In [0]:
import pyspark
from pyspark.sql import SparkSession

spark = SparkSession.builder.appName('SparkByExamples.com').getOrCreate()

states = {"NY":"New York", "CA":"California", "FL":"Florida"}
broadcastStates = spark.sparkContext.broadcast(states)

data = [("James","Smith","USA","CA"),
    ("Michael","Rose","USA","NY"),
    ("Robert","Williams","USA","CA"),
    ("Maria","Jones","USA","FL")
  ]

rdd = spark.sparkContext.parallelize(data)

def state_convert(code):
    return broadcastStates.value[code]

result = rdd.map(lambda x: (x[0],x[1],x[2],state_convert(x[3]))).collect()
print(result)


[('James', 'Smith', 'USA', 'California'), ('Michael', 'Rose', 'USA', 'New York'), ('Robert', 'Williams', 'USA', 'California'), ('Maria', 'Jones', 'USA', 'Florida')]


In [0]:
#Importing Libraries: The code imports the necessary library, pyspark and SparkSession from pyspark.sql.

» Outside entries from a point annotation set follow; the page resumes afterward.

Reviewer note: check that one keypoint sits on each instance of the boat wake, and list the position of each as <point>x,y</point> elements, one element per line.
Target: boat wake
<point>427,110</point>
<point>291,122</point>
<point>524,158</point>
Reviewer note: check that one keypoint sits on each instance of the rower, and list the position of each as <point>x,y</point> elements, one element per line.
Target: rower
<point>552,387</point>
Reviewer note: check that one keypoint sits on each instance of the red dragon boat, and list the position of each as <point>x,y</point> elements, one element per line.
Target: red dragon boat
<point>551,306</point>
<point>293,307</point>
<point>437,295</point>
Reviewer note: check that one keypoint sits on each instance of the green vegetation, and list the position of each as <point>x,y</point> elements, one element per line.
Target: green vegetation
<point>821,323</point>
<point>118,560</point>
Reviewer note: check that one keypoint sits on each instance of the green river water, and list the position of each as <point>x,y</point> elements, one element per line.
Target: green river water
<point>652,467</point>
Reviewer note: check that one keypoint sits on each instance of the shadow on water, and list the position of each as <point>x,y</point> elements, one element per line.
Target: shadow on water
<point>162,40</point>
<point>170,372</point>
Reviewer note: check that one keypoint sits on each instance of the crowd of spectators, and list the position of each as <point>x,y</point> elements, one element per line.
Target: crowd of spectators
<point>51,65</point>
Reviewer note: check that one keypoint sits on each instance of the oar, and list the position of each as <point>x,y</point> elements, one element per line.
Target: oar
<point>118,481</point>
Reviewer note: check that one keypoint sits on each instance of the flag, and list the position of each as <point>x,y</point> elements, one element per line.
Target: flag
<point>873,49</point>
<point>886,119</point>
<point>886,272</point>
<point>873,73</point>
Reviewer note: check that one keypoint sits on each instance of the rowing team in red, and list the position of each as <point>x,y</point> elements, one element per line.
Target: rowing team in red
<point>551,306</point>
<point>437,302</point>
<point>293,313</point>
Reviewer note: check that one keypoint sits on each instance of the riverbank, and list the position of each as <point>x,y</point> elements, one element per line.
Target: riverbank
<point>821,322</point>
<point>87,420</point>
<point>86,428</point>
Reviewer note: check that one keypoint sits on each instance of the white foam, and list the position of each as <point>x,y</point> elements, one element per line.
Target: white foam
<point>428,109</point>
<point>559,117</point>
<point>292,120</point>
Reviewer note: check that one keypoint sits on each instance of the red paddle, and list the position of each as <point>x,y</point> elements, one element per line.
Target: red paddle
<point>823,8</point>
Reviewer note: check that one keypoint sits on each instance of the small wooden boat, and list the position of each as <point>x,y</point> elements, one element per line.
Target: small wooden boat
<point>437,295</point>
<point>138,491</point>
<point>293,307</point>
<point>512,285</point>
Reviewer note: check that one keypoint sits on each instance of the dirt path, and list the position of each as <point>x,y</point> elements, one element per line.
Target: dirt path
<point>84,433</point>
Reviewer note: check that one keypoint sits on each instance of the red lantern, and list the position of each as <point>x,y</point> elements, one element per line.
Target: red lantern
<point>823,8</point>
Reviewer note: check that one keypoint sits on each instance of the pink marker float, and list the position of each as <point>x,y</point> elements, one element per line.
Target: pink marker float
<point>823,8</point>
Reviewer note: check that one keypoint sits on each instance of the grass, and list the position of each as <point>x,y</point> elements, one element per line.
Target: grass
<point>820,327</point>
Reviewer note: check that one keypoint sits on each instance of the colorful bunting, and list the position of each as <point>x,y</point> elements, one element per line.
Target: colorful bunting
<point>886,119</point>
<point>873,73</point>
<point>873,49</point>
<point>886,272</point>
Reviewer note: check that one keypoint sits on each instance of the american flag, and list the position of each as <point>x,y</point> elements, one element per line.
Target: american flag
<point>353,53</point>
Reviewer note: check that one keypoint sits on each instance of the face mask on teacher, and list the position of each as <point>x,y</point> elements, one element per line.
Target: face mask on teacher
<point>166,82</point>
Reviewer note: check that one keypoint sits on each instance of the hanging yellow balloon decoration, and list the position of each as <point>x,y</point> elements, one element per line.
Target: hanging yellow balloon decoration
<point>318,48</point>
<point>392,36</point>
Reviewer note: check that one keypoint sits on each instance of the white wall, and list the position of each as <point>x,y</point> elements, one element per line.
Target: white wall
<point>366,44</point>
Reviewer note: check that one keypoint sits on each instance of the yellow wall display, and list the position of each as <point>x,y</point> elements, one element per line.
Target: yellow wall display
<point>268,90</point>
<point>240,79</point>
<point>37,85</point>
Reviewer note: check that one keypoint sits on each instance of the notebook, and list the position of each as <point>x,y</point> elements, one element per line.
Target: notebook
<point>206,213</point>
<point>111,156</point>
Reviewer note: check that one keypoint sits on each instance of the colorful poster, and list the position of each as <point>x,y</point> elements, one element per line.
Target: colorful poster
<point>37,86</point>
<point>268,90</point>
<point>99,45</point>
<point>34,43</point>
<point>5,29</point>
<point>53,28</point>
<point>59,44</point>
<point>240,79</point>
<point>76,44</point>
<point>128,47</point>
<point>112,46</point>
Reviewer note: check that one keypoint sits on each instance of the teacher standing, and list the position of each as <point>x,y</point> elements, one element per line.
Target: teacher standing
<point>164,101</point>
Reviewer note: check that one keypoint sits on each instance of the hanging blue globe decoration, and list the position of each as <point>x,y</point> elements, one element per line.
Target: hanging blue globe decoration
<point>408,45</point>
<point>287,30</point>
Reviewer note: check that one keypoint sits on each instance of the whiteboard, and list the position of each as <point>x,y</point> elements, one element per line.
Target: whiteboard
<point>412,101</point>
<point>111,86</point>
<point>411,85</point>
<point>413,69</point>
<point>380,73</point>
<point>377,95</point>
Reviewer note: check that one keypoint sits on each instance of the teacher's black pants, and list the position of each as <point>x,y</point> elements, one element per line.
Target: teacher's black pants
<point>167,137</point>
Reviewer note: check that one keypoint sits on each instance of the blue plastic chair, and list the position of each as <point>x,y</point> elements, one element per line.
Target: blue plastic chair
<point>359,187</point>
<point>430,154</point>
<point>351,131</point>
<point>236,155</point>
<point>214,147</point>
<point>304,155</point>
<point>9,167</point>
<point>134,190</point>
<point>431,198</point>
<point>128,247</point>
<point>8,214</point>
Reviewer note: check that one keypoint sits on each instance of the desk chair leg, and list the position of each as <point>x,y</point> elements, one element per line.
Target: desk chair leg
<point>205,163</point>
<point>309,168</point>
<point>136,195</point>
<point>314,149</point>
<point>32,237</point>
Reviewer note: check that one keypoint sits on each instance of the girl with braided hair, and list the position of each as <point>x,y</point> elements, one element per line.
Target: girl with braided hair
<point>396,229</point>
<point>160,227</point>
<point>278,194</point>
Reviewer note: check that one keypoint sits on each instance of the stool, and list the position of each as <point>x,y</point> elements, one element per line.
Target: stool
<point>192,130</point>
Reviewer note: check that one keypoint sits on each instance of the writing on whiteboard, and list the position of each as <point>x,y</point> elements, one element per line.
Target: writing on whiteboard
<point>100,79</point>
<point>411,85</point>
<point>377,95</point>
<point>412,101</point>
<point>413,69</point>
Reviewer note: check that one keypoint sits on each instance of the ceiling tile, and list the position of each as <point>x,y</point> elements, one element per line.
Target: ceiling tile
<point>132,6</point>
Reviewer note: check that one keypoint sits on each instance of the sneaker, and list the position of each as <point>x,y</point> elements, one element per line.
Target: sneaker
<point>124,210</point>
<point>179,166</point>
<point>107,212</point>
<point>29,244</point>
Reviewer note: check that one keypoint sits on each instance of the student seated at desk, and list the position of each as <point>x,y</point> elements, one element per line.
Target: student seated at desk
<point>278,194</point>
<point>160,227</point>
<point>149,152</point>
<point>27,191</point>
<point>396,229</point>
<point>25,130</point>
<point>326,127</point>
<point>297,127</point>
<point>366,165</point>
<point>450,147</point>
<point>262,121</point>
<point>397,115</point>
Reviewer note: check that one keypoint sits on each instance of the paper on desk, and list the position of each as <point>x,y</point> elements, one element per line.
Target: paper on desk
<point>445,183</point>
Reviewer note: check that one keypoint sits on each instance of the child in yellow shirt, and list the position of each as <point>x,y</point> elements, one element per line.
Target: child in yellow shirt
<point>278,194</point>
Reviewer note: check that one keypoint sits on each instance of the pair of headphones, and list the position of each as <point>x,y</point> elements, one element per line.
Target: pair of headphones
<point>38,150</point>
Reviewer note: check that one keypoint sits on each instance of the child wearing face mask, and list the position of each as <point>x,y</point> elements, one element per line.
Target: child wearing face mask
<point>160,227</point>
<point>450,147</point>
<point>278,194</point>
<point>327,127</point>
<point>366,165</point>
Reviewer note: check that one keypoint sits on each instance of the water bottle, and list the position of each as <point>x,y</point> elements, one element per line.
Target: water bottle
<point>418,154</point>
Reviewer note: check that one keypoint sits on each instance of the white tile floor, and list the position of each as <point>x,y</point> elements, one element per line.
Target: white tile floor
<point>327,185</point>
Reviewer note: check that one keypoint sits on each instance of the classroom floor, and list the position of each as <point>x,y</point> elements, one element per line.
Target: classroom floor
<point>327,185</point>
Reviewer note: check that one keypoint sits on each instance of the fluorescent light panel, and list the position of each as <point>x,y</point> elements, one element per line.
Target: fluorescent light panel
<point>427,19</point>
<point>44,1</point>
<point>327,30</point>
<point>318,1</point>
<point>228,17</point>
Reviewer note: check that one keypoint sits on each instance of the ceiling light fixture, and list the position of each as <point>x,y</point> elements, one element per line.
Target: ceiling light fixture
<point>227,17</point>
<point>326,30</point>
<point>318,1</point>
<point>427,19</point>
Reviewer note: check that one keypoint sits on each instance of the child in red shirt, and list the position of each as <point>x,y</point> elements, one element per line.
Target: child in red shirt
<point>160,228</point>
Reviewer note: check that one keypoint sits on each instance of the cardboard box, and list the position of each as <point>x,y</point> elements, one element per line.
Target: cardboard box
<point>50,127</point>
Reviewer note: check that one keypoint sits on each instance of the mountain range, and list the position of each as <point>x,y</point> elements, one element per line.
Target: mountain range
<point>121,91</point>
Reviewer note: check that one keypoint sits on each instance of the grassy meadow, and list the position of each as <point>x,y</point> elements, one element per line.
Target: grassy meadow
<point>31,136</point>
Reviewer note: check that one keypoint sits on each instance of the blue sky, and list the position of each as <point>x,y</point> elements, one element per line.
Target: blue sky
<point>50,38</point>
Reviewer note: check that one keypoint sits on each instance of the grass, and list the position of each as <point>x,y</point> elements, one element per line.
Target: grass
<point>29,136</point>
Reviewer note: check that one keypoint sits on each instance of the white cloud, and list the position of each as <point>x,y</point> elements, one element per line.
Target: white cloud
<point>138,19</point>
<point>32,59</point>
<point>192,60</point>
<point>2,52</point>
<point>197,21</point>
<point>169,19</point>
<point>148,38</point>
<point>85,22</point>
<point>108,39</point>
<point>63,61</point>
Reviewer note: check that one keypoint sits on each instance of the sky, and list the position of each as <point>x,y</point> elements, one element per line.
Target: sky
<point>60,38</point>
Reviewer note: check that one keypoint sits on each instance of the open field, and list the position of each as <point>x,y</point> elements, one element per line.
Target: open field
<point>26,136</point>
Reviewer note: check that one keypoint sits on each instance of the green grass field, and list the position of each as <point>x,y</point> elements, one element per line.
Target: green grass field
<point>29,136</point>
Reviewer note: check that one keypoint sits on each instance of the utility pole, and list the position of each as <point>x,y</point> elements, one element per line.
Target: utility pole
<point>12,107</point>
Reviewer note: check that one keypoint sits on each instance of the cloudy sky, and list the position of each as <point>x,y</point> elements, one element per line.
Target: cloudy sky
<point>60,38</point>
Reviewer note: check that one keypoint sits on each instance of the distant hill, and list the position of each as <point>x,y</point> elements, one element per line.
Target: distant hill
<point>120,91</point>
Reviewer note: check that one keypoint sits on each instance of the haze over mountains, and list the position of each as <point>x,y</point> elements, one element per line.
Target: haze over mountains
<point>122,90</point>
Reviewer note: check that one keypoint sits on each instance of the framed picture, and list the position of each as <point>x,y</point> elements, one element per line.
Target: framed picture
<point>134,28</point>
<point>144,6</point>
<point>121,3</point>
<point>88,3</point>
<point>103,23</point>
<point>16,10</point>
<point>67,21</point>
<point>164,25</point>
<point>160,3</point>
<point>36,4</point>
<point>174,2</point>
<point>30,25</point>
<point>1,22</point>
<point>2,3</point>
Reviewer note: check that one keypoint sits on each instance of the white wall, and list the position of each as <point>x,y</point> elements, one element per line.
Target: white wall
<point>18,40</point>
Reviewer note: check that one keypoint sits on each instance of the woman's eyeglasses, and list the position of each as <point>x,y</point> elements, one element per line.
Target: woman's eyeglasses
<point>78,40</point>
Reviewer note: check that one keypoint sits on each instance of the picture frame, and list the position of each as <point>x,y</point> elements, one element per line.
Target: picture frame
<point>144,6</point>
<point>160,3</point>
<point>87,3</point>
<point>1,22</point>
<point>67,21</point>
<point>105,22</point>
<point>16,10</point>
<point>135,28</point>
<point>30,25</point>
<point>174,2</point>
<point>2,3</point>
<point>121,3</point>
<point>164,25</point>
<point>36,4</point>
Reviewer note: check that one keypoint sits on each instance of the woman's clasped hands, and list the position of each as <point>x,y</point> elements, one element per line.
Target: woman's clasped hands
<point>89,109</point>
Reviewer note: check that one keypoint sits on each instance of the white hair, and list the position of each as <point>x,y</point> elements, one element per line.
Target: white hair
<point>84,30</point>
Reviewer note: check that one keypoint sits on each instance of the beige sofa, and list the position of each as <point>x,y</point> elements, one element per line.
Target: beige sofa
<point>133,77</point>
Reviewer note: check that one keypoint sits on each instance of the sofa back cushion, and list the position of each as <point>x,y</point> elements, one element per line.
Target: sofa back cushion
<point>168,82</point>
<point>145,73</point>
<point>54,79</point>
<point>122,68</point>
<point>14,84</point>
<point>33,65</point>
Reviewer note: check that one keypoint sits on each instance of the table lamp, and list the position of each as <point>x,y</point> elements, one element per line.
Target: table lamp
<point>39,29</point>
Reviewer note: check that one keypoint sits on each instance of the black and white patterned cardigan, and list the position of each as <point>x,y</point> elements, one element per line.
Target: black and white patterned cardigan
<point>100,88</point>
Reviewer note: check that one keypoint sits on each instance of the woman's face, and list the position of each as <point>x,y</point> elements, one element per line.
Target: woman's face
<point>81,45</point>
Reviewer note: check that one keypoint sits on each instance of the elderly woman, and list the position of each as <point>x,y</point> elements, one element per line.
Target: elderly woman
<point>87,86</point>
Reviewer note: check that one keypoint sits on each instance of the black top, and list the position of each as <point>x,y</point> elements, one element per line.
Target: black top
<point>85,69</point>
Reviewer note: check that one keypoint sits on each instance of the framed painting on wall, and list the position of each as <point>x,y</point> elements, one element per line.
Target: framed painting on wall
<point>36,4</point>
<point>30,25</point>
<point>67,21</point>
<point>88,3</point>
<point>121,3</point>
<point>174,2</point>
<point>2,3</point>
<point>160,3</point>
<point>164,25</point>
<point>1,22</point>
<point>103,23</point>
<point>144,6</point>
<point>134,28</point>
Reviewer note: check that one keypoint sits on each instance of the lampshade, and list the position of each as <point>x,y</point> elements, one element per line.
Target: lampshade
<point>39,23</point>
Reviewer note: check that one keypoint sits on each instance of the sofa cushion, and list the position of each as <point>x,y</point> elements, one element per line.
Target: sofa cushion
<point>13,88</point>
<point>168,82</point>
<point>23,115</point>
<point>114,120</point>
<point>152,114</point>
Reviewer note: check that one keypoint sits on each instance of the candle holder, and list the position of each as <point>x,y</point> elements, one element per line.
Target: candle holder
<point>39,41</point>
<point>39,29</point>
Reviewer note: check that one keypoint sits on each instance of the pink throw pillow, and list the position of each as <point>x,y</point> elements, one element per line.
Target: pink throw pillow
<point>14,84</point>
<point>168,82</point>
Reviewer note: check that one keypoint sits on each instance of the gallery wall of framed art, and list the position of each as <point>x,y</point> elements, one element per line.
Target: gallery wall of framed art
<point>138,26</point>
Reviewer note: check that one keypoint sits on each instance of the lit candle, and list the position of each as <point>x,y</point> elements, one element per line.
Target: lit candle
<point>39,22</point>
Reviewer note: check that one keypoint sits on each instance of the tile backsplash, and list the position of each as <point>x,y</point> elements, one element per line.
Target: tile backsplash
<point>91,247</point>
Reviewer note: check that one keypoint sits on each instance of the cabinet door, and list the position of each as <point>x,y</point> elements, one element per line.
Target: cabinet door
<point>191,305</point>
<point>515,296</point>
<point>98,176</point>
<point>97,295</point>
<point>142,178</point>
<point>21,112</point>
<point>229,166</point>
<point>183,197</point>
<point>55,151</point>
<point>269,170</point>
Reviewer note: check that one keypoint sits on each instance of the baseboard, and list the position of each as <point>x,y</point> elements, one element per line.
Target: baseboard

#Creating SparkSession: A Spark session is created using SparkSession.builder.appName('SparkByExamples.com').getOrCreate().

#Creating a Dictionary: A dictionary named states is created, which maps state codes to their corresponding names.

#Broadcasting States: The dictionary states is broadcasted using spark.sparkContext.broadcast(states). This allows efficient sharing of the data across all worker nodes.

#Creating RDD: An RDD named rdd is created from a list of tuples data using spark.sparkContext.parallelize(data).

#Defining state_convert Function: A function named state_convert is defined, which takes a state code as input and returns the corresponding state name using the broadcasted dictionary broadcastStates.

#Mapping and Collecting: The RDD rdd is mapped using a lambda function that applies the state_convert function to convert the state code to its name. The result is collected using the collect action and stored in the result variable.

#Printing the Result: The result list is printed, which contains tuples with the original data along with the converted state names.

#The code demonstrates how broadcasting can be used to efficiently distribute and utilize a shared read-only variable (states dictionary) across all the worker nodes in a Spark cluster.